Director: David Darg, Price James

Rating: R

This stirring peek into the final days of a shuttering Las Vegas dive might be one of the finest odes to American bar culture yet. It also serves as a powerful portrait of a particular moment deep into the disastrous Trump years, yet right before the pandemic struck.

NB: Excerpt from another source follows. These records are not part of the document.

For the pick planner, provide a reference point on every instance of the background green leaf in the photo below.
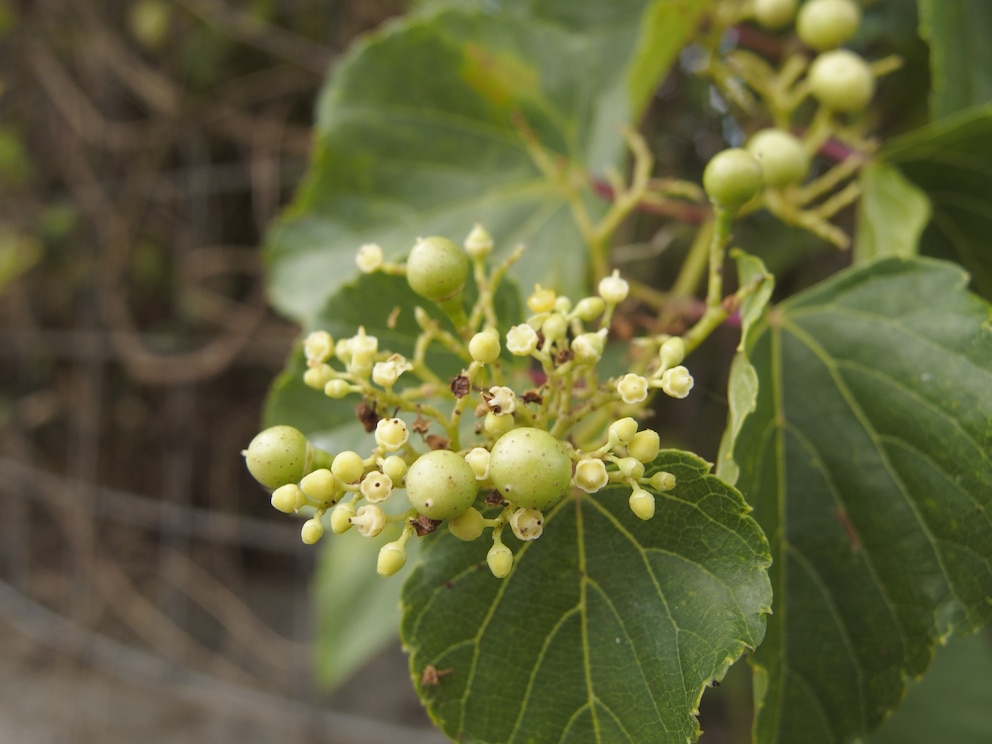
(960, 55)
(892, 213)
(951, 703)
(951, 161)
(868, 463)
(421, 130)
(607, 630)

Directors Bill and Turner Ross capture the good, bad, and ugly, allowing conversations to unfold naturally. The colorful hues of the bar create a cinematic canvas for the patrons, who awash with booze and nostalgia, uncertainty, fear, and love, spend their last day together. If there was ever a film for those who miss the rough and tumble nightlife of the pre-Covid world, this is it. 

Genre: Documentary, Drama

Actor: Shay Walker

Director: Bill Ross IV, Turner Ross

For those of us who don't lurk on internet message boards and participate in social media culture, a documentary about memes might seem frivolous. But Feels Good Man steers the conversation into one about semiotics: the way images become symbols and can continue transforming—from a harmless expression of the self, into a hateful banner for bigotry, into a cry of protest and freedom. As his Pepe the Frog creation takes on a life of its own, artist Matt Furie attempts to reclaim ownership of it and finds that the relationship between an artist and their own work can be as difficult as any toxic relationship. It's a bleak view of how unfeeling internet culture can be, but it reminds us that we always still have some power to beat the hate.

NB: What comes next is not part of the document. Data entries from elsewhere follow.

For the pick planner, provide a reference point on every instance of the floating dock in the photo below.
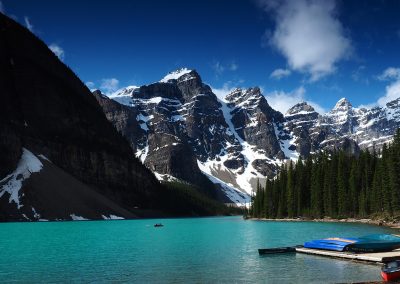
(378, 257)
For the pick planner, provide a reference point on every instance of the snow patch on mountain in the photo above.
(12, 183)
(175, 75)
(238, 197)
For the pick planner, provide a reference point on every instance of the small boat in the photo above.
(276, 250)
(391, 271)
(370, 243)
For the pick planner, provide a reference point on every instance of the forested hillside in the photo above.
(334, 184)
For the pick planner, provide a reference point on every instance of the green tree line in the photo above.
(334, 184)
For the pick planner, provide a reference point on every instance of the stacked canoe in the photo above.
(370, 243)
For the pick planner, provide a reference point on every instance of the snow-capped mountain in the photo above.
(181, 130)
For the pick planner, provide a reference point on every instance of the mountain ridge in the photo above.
(240, 140)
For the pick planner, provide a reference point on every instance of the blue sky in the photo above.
(313, 50)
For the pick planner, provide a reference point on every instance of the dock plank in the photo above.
(369, 257)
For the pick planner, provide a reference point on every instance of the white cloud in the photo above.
(393, 89)
(280, 73)
(390, 73)
(282, 101)
(219, 68)
(308, 34)
(233, 66)
(57, 50)
(109, 85)
(28, 24)
(221, 93)
(90, 84)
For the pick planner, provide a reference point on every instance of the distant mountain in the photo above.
(61, 159)
(181, 130)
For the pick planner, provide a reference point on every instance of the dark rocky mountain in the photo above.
(60, 158)
(181, 130)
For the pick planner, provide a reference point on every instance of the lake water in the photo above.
(201, 250)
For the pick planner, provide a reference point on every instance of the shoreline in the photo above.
(377, 222)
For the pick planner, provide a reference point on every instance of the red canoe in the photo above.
(391, 271)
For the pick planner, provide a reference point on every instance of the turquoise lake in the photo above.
(200, 250)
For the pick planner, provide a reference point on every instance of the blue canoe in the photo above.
(370, 243)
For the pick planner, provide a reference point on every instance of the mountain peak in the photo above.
(239, 94)
(300, 108)
(342, 105)
(175, 75)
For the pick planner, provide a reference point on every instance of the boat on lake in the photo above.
(391, 271)
(369, 243)
(276, 250)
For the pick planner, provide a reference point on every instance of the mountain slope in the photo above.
(237, 141)
(48, 112)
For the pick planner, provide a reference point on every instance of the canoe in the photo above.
(276, 250)
(370, 243)
(391, 271)
(337, 244)
(375, 243)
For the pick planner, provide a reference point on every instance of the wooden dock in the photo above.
(379, 257)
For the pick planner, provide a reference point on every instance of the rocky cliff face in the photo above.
(48, 112)
(182, 130)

Genre: Comedy, Documentary

Actor: Adam Serwer, Alex Jones, Donald Trump, Donald Trump Jr., Emily Heller, Hillary Clinton, Johnny Ryan, Joy Reid, Katy Perry, Lisa Hanawalt, Logan Paul, Matt Furie, Melania Trump, Mike Majlak, Nicki Minaj, Phil McGraw, Rachel Maddow, Richard Spencer, Samantha Bee, Skinner, Stephen Colbert, Susan Blackmore

Director: Arthur Jones

Though it doesn't provide a more holistic view of Chinese society even in the context of work and industry, Ascension remains an impressive collection of images that manage to be both awe-inspiring and disconcerting. The film deliberately chooses not to take a stance on any of the things we see on screen, which makes for a uniquely challenging experience for the active viewer; many images that we might initially describe as dystopian here are usually followed by scenes that remind us of the humanity working within these capitalist structures. What you really end up learning from Ascension may be limited in scope, but getting to see modern life presented this way is still a unique opportunity.

Genre: Documentary

Director: Jessica Kingdon

A fascinating kernel of certainty is padded out with giddy speculation in this documentary about a pair of unlikely art thieves. The facts are as such: 32 years after a $160 million painting by abstract artist Willem de Kooning was crudely cut from its frame in an Arizona gallery, a trio of small-town antique dealers discovered it in Jerry and Rita Alter’s estate sale. The Thief Collector is less interested in the painting itself  — in fact, it's openly dismissive about its artistic value — and more curious about how it fell into the hands of the mysterious couple, who frequently took exotic trips around the world despite their modest teacher incomes.

There are certainly intriguing questions raised by the Alters’ possession of the painting and compelling evidence that places them as the thieves, but this documentary can’t offer any convincing original theses of its own. It does try, by suggesting that the short stories Jerry wrote — about more thefts and gorier crimes — were thinly disguised autobiographical recollections, but it finds nothing to back these theories up except for a few loosely relevant anecdotes from relatives. With too many what-ifs to go on, it all makes for an intriguing but ultimately unsatisfying deep dive.